The patchouli plant (Pogostemon cablin) is native to the more tropical areas of Asia. It is currently cultivated in warm, tropical areas such as the Philippines, Caribbean countries, China, India and Malaysia.
The plant itself is a member of the mint family and grows as a bushy herb. The plant can get up to 3 feet tall and has small pinkish white flowers. The plant has large, furry leaves that can grow to 4 or 5 inches in length and width.
Patchouli oil has been used as a fragrance for centuries. The leaves have also been used as a preservative and an insect repellent. The oil had been used in traditional Eastern medicine for centuries as well.
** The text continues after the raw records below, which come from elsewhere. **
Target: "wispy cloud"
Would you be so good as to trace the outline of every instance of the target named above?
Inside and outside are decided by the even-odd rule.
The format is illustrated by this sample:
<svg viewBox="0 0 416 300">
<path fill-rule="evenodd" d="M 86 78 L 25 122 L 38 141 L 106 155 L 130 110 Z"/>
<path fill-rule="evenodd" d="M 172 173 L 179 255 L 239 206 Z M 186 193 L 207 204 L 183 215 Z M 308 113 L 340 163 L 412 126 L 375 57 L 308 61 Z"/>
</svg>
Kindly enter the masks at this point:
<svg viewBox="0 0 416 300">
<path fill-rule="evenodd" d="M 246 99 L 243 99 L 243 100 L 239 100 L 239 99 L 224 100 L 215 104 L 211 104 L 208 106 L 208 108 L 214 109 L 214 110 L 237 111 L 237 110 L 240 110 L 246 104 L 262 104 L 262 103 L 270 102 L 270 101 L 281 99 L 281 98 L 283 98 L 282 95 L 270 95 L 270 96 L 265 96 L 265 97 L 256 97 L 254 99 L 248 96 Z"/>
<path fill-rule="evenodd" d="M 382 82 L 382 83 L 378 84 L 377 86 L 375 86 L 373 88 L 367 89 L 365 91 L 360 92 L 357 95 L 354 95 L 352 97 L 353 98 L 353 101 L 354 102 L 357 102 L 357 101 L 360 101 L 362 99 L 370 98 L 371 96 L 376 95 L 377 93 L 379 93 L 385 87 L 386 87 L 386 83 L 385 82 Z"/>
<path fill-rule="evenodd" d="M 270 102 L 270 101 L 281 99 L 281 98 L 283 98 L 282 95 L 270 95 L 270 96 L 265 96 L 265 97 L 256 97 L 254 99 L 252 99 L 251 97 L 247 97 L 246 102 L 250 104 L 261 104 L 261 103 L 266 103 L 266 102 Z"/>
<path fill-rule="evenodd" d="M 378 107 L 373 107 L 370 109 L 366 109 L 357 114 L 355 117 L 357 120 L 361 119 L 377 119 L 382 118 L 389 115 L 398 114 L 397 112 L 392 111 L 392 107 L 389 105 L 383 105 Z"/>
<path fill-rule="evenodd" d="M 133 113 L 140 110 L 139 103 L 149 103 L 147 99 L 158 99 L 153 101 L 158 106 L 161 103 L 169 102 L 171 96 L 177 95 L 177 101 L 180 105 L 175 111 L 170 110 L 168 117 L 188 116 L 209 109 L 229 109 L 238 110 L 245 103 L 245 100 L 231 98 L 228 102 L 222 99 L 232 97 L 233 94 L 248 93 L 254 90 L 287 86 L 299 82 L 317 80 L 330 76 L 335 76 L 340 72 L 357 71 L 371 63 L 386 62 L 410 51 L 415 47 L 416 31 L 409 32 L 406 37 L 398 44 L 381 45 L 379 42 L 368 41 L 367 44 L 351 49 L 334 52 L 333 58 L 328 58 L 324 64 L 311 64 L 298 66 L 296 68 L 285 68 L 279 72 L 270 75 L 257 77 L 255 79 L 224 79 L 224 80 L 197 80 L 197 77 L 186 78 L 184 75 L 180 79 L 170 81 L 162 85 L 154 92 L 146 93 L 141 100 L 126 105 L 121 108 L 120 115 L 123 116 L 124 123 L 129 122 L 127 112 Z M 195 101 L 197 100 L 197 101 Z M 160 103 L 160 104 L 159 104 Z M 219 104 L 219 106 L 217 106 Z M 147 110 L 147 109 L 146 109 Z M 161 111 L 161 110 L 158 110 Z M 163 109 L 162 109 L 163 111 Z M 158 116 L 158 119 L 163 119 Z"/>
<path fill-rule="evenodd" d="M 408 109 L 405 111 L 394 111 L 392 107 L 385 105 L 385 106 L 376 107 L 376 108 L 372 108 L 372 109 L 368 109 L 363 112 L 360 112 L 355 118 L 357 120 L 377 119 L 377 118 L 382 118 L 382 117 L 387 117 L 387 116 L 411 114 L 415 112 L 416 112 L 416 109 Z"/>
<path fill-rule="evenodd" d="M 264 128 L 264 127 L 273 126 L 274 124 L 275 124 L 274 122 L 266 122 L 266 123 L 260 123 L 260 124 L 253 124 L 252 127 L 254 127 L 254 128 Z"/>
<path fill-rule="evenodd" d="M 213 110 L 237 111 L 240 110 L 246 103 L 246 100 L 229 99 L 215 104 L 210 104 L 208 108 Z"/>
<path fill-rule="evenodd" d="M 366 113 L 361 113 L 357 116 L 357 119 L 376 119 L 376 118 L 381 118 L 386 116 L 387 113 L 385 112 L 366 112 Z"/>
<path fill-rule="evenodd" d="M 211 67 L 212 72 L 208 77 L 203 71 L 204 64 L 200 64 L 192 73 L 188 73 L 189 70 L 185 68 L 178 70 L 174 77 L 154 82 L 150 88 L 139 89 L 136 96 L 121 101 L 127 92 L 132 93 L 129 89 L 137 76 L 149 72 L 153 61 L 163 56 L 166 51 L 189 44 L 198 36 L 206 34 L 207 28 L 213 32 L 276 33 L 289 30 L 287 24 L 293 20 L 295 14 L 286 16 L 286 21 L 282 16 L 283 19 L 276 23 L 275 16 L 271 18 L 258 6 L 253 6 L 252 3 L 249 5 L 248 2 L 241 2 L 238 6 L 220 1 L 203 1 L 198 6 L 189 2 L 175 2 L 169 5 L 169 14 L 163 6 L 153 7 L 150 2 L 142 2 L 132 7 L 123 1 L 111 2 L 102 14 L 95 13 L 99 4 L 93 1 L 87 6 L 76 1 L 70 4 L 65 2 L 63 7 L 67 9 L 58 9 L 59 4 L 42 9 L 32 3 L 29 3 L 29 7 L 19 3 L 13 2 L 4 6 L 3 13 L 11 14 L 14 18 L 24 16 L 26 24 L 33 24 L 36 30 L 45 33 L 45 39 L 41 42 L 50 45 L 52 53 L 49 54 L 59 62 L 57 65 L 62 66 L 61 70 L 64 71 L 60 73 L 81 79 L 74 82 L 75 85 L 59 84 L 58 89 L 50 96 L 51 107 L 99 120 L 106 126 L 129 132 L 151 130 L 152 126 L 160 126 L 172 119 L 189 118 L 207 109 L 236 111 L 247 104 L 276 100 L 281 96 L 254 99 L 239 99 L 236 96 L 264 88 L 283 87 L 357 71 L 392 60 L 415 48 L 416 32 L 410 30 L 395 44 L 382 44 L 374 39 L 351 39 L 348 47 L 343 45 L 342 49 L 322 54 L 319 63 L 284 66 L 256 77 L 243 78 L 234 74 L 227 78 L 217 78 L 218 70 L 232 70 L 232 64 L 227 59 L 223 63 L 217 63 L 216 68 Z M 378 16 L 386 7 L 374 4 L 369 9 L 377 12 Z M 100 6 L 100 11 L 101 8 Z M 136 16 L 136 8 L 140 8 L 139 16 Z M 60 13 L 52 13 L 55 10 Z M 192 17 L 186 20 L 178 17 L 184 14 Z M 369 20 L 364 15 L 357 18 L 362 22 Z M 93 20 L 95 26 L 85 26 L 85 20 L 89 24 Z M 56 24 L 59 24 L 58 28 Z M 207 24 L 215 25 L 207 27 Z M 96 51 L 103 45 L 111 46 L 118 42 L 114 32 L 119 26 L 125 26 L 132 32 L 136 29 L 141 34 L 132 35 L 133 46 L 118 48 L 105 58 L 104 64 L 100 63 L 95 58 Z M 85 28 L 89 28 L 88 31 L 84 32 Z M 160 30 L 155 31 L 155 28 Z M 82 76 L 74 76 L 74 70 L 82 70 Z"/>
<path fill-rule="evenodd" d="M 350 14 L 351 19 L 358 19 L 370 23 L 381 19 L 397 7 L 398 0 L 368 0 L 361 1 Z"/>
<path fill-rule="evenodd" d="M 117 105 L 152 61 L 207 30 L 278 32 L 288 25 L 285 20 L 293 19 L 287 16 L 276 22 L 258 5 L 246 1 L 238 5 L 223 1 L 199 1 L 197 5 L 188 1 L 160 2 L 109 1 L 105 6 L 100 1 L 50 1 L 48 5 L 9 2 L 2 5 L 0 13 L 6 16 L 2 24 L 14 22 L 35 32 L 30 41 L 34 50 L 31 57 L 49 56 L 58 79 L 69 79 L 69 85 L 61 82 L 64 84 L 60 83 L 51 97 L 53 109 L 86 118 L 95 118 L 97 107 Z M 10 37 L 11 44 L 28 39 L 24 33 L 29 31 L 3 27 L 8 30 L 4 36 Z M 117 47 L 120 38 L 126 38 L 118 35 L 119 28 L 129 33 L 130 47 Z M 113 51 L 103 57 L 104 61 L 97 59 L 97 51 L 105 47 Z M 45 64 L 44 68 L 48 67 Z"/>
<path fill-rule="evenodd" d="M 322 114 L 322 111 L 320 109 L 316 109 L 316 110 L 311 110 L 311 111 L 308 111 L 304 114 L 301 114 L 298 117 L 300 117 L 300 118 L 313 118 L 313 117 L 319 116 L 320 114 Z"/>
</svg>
The scent became popular in both perfume and incense during the 1960s counterculture and hippie movement.
Patchouli is used in the modern world as a perfume, an aromatherapy oil, an insect repellent, hair conditioner and skin health. A tonic from the leaves has been used to help treat diarrhea, colds and upset stomachs.
Never use patchouli tonics without the supervision and recommendation of a qualified herbalist or physician.